Урчание грузовика прервало ленивый ход мыслей афганского резервиста Хайр-Мамада. Смена! Конечно, привезли еду, а может быть, и долгожданный приказ сдать оружие и обмундирование и разъехаться по домам. Забирали ведь на два месяца, а уже – четвертый на исходе. В Шиборгане, конечно, можно служить, город все же, но месяц в Омши-теппа – длиннее года.
В палатке было тепло, пахло свежими лепешками, на дастархане – большое блюдо с рисом, бананы, миски с ломтями жареной баранины. В дальнем углу джагтуран склонился над картой с незнакомым Хайр-Мамаду офицером.
– Благодарите Аллаха, поешьте как следует, предстоит неблизкий путь. Выполним приказ, а потом в Мазари-Шариф и все – окончена ваша служба. Без моего разрешения из палатки не выходить, – голос старшего капитана звучал ровно, но показалось Хайр-Мамаду, что нервничает джагтуран. И хотя никто не посмел бы нарушить приказ командира, у входа в палатку встал незнакомец в офицерской форме без знаков различия.
Ели молча, и только Халиль, тощий, как жердь, араб, бросил невзначай:
– А там, в грузовике, еще люди есть…
Это было понятно и без его хабара, за брезентовой стенкой слышны были сначала торопливые шаги, затем громыханье деревянных коробок. Потом грузовик укатил к траншеям.
С места снялись к вечеру. Джагтуран оставил в палатке Алаутдина и с ним одного из прибывших людей – крепкого бородатого пуштуна в зеленой куртке. Хайр-Мамад как-то приценивался к такой же в Шибаргане, но когда дукандор сказал ему, сколько стоит этот «джекетфилд», охота купить куртку отпала. Две с половиной тысячи афгани! Да за такие деньги с ног до головы одеться можно!
Выбрались на шоссе, мощная «Йокогама» набрала скорость. Хайр-Мамад зажал между коленей карабин и задремал… Что может сниться афганскому сарбозу? То же, что и всем солдатам мира, когда они сыты… Но короток был сон – грузовик закачало, в желтом свете заклубилось облако песчинок.

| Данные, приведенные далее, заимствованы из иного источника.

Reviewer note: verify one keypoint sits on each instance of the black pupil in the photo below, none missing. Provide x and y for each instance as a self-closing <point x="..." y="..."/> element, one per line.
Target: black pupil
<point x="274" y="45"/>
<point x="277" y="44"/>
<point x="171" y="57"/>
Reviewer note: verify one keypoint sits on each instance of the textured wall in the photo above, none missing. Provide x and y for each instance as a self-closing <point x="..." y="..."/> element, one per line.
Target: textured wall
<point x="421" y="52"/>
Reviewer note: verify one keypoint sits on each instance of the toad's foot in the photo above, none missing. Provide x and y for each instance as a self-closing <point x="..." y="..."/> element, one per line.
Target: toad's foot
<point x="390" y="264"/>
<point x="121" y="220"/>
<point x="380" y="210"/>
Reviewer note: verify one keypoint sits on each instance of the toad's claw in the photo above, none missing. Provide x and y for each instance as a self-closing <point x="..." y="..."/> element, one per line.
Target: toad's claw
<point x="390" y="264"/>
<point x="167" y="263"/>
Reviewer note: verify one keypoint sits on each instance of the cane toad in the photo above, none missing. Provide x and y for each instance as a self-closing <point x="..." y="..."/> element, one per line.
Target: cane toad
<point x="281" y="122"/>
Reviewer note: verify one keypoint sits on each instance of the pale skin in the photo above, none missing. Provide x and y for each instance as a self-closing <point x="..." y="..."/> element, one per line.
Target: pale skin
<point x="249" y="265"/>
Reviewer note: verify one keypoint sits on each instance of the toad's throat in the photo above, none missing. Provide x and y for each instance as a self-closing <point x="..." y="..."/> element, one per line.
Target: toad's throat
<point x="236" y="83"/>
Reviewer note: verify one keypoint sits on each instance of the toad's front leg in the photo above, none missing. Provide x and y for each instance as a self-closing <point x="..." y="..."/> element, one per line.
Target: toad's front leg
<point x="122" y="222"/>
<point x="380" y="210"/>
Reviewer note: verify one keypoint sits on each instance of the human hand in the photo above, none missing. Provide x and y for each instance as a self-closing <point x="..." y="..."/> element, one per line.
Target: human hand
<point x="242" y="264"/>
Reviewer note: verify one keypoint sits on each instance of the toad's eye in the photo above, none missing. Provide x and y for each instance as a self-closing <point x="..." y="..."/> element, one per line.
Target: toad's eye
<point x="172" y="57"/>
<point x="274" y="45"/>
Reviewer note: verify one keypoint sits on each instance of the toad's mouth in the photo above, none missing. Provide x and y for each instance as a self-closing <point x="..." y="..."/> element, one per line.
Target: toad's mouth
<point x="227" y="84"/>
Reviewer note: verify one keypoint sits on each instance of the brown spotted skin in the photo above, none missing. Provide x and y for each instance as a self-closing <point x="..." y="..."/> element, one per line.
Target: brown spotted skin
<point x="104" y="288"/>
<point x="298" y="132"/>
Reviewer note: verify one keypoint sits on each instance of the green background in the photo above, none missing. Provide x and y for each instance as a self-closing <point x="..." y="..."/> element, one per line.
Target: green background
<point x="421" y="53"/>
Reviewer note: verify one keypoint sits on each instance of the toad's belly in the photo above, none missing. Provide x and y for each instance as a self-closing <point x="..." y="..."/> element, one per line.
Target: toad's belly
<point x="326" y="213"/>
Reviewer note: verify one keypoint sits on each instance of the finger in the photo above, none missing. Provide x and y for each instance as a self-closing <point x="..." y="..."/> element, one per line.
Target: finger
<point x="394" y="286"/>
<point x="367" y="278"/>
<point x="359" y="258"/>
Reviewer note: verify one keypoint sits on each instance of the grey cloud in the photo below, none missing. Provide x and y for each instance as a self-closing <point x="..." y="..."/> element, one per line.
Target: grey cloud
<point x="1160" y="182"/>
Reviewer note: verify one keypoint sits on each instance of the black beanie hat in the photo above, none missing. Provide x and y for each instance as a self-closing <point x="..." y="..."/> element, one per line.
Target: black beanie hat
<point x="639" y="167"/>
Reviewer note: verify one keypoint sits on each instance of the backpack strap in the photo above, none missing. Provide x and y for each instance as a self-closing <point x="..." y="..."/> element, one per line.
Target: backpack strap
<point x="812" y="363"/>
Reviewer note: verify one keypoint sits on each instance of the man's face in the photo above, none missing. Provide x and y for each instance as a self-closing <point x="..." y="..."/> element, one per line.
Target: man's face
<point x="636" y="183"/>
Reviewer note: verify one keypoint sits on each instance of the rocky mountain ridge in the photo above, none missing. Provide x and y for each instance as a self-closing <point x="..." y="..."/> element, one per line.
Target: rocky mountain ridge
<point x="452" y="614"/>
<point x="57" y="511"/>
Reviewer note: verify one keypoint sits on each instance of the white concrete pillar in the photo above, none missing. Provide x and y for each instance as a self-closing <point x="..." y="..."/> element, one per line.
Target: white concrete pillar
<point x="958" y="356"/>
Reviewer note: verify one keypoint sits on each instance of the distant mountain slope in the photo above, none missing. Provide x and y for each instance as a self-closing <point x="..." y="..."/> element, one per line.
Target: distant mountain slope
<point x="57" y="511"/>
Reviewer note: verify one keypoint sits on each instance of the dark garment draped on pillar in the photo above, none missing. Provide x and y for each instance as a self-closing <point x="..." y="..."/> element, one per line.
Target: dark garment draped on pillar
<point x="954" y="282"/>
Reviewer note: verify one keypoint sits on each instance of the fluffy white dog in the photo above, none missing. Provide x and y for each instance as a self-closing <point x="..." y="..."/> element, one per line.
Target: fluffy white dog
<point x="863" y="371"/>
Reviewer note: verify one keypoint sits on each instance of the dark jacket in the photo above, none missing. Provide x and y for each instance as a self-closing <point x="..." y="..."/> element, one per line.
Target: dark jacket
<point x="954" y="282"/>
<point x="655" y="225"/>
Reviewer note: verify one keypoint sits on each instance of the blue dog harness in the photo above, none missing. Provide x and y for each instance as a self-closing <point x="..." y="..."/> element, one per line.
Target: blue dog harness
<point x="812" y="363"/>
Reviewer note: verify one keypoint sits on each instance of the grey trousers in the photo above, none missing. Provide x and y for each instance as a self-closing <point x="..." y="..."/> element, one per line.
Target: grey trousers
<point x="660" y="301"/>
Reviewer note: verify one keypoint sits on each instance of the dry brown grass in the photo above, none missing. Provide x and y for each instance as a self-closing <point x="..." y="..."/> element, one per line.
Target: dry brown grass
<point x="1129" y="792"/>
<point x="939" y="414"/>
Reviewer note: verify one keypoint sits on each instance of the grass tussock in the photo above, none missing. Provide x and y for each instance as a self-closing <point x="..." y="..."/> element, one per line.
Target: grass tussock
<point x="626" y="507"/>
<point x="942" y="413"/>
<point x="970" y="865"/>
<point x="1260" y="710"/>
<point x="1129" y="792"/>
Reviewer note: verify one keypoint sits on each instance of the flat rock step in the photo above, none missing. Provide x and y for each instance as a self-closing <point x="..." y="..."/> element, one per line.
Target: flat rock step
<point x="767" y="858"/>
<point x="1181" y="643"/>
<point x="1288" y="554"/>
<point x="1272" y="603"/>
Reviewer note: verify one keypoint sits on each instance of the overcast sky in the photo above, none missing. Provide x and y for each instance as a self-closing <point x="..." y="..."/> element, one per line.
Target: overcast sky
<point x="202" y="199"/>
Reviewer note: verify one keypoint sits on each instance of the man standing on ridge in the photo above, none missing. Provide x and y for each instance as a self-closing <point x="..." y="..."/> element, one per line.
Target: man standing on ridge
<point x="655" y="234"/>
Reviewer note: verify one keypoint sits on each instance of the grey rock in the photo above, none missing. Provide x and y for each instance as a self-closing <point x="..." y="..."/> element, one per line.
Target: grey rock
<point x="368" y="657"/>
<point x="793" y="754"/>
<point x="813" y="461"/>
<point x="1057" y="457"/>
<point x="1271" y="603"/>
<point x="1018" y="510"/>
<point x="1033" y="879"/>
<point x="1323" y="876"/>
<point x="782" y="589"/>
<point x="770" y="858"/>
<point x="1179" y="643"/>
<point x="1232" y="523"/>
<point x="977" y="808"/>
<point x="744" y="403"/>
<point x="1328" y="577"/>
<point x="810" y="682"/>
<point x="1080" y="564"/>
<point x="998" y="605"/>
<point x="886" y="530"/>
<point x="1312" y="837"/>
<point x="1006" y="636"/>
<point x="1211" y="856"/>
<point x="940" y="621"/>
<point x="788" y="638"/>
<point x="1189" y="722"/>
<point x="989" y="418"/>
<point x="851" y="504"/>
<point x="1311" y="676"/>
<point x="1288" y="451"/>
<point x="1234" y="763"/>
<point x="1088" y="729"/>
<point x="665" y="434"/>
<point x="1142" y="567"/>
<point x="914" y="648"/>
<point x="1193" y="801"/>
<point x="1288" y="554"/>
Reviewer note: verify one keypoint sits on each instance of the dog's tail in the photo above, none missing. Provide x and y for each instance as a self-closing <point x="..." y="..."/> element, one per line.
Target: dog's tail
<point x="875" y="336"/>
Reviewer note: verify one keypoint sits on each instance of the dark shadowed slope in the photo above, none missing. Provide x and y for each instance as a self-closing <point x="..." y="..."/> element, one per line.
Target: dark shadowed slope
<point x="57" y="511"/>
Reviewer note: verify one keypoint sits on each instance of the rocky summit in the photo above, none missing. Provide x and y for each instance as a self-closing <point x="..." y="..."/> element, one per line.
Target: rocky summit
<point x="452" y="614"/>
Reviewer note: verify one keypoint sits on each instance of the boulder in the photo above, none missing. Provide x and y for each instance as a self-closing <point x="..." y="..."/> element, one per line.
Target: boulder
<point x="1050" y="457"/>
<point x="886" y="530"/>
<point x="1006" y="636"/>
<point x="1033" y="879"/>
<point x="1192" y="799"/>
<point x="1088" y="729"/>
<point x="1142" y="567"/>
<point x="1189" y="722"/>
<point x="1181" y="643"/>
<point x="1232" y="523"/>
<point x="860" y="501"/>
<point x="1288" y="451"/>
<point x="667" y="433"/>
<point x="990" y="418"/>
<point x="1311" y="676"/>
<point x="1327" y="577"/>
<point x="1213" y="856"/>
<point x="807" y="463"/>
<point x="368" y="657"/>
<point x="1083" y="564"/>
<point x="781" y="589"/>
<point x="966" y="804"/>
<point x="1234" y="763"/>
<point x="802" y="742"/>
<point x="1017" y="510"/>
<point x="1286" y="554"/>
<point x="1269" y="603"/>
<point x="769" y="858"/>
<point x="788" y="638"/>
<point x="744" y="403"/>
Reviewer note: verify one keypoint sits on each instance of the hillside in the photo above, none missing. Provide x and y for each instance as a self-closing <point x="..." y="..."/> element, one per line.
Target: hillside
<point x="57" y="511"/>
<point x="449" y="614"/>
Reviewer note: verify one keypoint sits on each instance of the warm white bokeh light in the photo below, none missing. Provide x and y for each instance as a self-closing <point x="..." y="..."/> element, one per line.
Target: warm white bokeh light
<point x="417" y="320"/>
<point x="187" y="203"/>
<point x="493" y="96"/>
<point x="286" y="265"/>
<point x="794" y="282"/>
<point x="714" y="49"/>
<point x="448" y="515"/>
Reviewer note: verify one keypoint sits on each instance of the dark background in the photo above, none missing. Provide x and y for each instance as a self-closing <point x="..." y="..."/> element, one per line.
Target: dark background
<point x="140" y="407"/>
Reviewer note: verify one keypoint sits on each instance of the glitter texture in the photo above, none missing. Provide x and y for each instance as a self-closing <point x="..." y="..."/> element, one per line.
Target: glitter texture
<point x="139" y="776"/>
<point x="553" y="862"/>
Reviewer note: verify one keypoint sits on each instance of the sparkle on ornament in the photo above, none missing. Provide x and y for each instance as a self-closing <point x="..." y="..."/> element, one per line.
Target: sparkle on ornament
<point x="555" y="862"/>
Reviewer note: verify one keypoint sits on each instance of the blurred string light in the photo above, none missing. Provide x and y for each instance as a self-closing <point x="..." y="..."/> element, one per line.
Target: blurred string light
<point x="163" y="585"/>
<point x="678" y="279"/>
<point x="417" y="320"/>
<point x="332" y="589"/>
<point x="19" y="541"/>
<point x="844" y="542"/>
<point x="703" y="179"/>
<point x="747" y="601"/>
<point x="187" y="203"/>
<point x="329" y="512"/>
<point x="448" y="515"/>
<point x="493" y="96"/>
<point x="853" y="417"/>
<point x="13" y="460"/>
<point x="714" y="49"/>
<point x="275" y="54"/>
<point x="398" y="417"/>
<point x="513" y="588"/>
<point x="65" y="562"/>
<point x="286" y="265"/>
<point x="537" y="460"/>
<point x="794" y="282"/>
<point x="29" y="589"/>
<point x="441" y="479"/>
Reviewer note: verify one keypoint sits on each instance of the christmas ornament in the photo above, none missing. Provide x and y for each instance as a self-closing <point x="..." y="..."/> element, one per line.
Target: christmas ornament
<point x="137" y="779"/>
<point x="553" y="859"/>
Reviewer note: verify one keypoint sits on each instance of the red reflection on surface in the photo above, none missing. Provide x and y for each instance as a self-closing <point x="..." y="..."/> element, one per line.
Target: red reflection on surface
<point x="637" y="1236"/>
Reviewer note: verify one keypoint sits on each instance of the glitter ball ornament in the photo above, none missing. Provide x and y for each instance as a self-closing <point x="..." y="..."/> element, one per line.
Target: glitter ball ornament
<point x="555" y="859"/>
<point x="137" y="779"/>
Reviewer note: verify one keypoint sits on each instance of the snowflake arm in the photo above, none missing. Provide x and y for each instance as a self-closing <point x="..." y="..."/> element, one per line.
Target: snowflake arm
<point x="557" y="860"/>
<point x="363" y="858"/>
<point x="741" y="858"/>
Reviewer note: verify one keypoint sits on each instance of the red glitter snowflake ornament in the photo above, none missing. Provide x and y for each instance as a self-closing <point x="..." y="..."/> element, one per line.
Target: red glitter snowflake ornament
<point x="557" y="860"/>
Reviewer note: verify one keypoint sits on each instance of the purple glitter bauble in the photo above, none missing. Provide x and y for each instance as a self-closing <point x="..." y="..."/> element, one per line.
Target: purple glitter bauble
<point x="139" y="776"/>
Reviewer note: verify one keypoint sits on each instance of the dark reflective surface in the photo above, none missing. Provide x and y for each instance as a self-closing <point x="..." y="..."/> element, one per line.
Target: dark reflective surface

Путешествие закончилось у развалин, заметенных песком. И вновь старший капитан приказал караульным сидеть в кузове. Точно, как и в палатке, остался с ними один из незнакомцев – остальные выгрузили два ящика из-под снарядов и скрылись с ними за дувалом. Не очень это нравилось Хайр-Мамаду, но что поделаешь? Лучше закрыть глаза и попробовать задремать. Внезапно по глазам резанули лучи мощных фонарей, а за ними из темноты послышался голос старшего капитана:
– Не вставать. Оружие положить на пол. Сидеть!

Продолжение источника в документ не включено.